The results of this study can enable the adoption of wearable devices as an efficient tool for clinical assessment in older adults with multimorbidities, improving and advancing integrated care, diagnosis and early screening of a number of widespread diseases.

摘要

简介

腕戴式活动监测器近年来得到了广泛应用,尤其是在年轻人和运动群体中,而在老年人中的使用仍然相对较低。目前主流的活动追踪器主要存在缺乏能为老年人群体提供医学见解的局限性。目前正在研究的一个最重要的研究领域是能否从这些可穿戴设备中推断出临床信息。

方法

本研究的研究问题是了解使用基于消费者的腕带设备在自由生活环境中收集 7 天的加速度计数据,结合数据驱动的机器学习算法,是否能够预测手握力以及一般中年和老年人人群中按手握力分类的可能状况。

结果

回归分析的结果表明,开发的模型性能明显优于简单的均值预测哑回归器。

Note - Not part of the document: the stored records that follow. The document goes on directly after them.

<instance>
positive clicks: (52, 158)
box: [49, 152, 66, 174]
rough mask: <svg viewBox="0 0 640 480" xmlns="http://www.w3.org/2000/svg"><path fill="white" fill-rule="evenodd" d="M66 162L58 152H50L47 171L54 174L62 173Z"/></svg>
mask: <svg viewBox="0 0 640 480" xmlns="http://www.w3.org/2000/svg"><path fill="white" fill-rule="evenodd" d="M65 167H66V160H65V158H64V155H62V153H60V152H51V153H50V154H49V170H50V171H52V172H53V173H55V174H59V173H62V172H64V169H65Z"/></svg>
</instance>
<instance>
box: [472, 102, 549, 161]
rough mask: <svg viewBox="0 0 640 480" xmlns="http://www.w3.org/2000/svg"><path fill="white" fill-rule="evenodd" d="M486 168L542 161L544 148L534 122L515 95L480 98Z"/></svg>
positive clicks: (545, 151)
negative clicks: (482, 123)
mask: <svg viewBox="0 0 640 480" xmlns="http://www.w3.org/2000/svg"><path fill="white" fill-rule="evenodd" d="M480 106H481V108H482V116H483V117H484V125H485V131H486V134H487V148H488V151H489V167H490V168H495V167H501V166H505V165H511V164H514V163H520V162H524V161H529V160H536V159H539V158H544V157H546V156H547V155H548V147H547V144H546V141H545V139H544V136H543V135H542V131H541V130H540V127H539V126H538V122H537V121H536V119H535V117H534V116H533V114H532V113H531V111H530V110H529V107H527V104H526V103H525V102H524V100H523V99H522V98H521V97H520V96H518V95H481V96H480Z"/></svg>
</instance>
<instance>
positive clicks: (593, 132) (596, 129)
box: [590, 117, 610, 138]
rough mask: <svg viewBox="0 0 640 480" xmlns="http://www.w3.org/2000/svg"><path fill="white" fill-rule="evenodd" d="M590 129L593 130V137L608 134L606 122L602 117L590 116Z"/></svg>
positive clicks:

虽然在绝对值上的提高可能看起来微不足道,但平均绝对误差(男性为 6.32 公斤,女性为 4.53 公斤)在考虑到握力估计足够准确的范围内。分类模型则擅长根据应用于虚弱/衰弱定义的 T 分数水平将个体分类为虚弱/衰弱前或健康。虽然虚弱的截止值有所不同,但结果表明,该模型可以适度检测与虚弱相关的特征(男性的 AUC-ROC:0.70,女性的 AUC-ROC:0.76),并且可以有效地检测与虚弱/衰弱前相关的特征(男性的 AUC-ROC:0.86,女性的 AUC-ROC:0.87)。

结论

本研究的结果可以使可穿戴设备成为患有多种合并症的老年人临床评估的有效工具,改善和推进综合护理、诊断和广泛疾病的早期筛查。